The European Central Bank (ECB) is set to announce its latest interest rate decision at 20:15 Beijing time on Thursday, and a second consecutive rate cut is expected, with a faster pace of easing. Currently, the market anticipates a 92.1% likelihood that the Federal Reserve will cut rates by 25 basis points at its next meeting. The Bank of Canada’s next rate-setting meeting will be held on October 23, and most major banks, including the National Bank of Canada, expect that policymakers will lower the benchmark overnight rate by 50 basis points.
The rise in gold prices has been fueled by falling U.S. Treasury yields and expectations that major central banks may further lower rates. On Wednesday (local time, October 16), gold prices approached another record high.
As of 12:40 PM Eastern Time, spot gold was up 0.3%, trading at $2,668.82 per ounce, after earlier reaching a high of $2,684.97. New York’s gold futures rose 0.2%, to $2,684.90 per ounce.
As U.S. Treasury yields fell to their lowest level in a week, market expectations that the Federal Reserve will cut rates again have further strengthened gold’s momentum. Traders currently estimate the probability of a 25 basis point cut by the Fed in November at about 96%.
In the past year, despite persistently high interest rates, the price of gold has continually climbed, setting new historical highs. Many investors are now betting on a shift towards accommodative monetary policy, which, combined with a slowdown in U.S. economic growth, is expected to drive gold prices even higher.

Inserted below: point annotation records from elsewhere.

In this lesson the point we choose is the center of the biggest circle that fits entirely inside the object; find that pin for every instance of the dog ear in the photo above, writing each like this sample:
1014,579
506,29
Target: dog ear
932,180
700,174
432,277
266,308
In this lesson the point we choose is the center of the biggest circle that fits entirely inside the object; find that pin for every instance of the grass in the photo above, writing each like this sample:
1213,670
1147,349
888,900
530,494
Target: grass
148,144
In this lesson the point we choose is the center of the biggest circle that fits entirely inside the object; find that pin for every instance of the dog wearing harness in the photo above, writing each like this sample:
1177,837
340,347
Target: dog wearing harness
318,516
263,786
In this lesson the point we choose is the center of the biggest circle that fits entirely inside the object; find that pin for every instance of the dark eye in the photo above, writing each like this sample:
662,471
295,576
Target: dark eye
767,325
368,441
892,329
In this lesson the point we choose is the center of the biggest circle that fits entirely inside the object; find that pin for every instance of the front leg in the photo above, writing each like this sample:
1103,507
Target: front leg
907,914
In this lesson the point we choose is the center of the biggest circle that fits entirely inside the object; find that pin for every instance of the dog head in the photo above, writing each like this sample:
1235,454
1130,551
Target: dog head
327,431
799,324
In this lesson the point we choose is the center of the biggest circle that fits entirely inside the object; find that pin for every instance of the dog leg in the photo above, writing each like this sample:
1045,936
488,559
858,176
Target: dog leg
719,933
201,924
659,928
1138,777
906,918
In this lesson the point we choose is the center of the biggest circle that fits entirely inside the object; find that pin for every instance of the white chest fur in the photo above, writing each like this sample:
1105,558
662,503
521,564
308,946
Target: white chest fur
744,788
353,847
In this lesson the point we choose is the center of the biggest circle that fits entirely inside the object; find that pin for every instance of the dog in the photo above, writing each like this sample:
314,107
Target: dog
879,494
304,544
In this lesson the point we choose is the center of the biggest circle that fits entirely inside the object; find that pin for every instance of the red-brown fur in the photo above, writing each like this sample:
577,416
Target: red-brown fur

In addition to rate cuts, other key factors contributing to the rise in gold prices include risks associated with fiscal instability, the appeal of safe-haven assets, and geopolitical tensions, all of which are enhancing gold’s performance in 2024.
Moreover, as investors reposition their portfolios in response to the uncertainties surrounding the outcome of the U.S. presidential election, gold prices have received additional support.
UBS analyst Mark Haefele stated, “We expect uncertainty and volatility to increase before the next U.S. government is established. In this environment, gold and oil can serve as effective hedging tools in a portfolio.”